Comme vous pouvez le constater ici, ou dans l’extrait mis en lecture gratuite à la disposition des internautes, le trait est assez sublime. A la plume et au crayon, on a Kaoru Mori, mangaka qui s’est faite connaître avec Emma, une romance plus axée shôjo que le titre qui nous intéresse ici, se déroulant dans le Londres victorien ; l’histoire d’amour impossible entre une femme de chambre et un aristocrate [insert here a DSK joke]. Déjà à l’époque, le trait se distinguait de la masse de la production globale manga. Un vrai soucis du détail et du crédible (contexte historique et sociétal rendu de manière très bien) qui lui avait valu une adaptation en anime, ainsi que de nombreux prix à l’étranger, genre celui du Singe Hurleur de Beijing ou un truc comme ça.
Avec Bride Stories, elle place la barre encore plus haut. Si la période historique reste la même, les milieux géographiques, sociaux et ethnologiques sont complètement différents. Et pourtant, à la lecture de ce premier volume, on y est. On sent l’odeur de l’herbe sèche et du mouton grillé. On a les cheveux ébouriffés par le vent des steppes. On voit le bleu du ciel qui s’étend à l’infini, et le détail minutieux de chaque tapisserie. C’est dingue qu’on puisse retranscrire une réalité de manière si crédible comme ça.

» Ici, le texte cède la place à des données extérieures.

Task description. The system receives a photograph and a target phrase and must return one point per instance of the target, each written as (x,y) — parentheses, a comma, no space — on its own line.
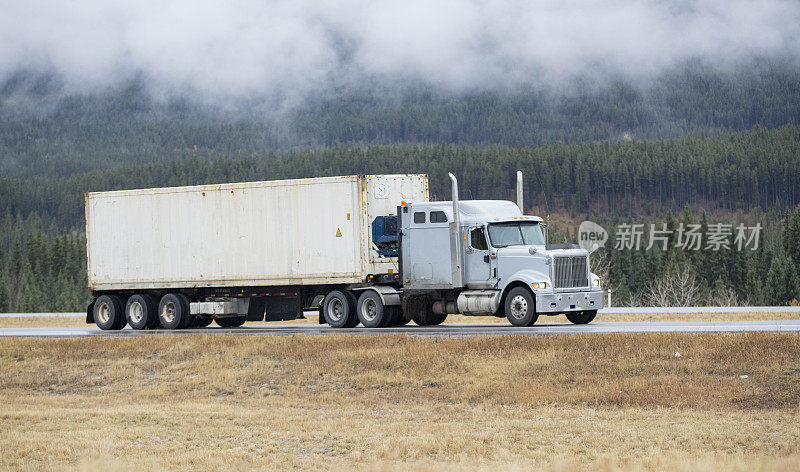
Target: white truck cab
(484,257)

Bien évidemment, il y a une intrigue, aussi, dans Bride Stories (le clan d’où est originaire Amir veut récupérer cette dernière pour la marier à meilleur parti). Mais même, ça n’a pas tant d’importance que ça. Ce qui est important, c’est le petit Rostem qui fait vite et mal le ménage de la cour familiale pour aller voir le vieux monsieur qui grave des linteaux de bois qui deviendront de superbes montants de porte. Ce qui est important, c’est qu’il y a un arc dans le trousseau de mariée de Amir et qu’elle sait super bien s’en servir pour chasser le lièvre. Ce qui est important, c’est que quand Karluk choppe la crève, tout le monde est inquiet (tiens, comme dans le dernier épisode en date de Hanasaku Iroha). Toutes ces bêtes petites histoires qui, bien racontées, valent une Anabase ou une Enéide.
Cependant, alors que la précision du récit frôle l’exhaustivité relative d’un reportage du National Geographic, on n’en oublie pas moins qu’on a toujours à faire à du manga. Là aussi est le tour de force. Mori parvient à utiliser avec brio les différents codes graphiques de la BD japonaise, les intégrant logiquement et facilement dans son récit d’images. Lignes de vitesse, goutte de sueur, rougissement du visage, nuage de buée… tout y est.
Seul bémol à cette liste laudatrice : on en veut toujours plus. Or, à l’heure actuelle, la série en est à son 2ème tankobon (volume relié) au Japon, même si un 3ème est à prévoir dans les jours à venir. La faute au soucis du détail, justement. Au rythme d’un chapitre tous les deux mois (la série est publiée dans le bimestriel fellows!), il va falloir patienter avant de connaître le dénouement effectif du manga. Une torture compensée par la relecture de ce qui a déjà été édité, mais qui est forcément frustrant.
En un mot comme en cent, achetez et lisez Bride Stories. Ca permet de changer d’air et de prendre un peu de distance vis-à-vis de tous ces nekketsu identiques. Respirez un bon coup, et prenez votre envol vers les plaines du bassin caspien ! Le manga sort le 9 juin, alors n’hésitez pas.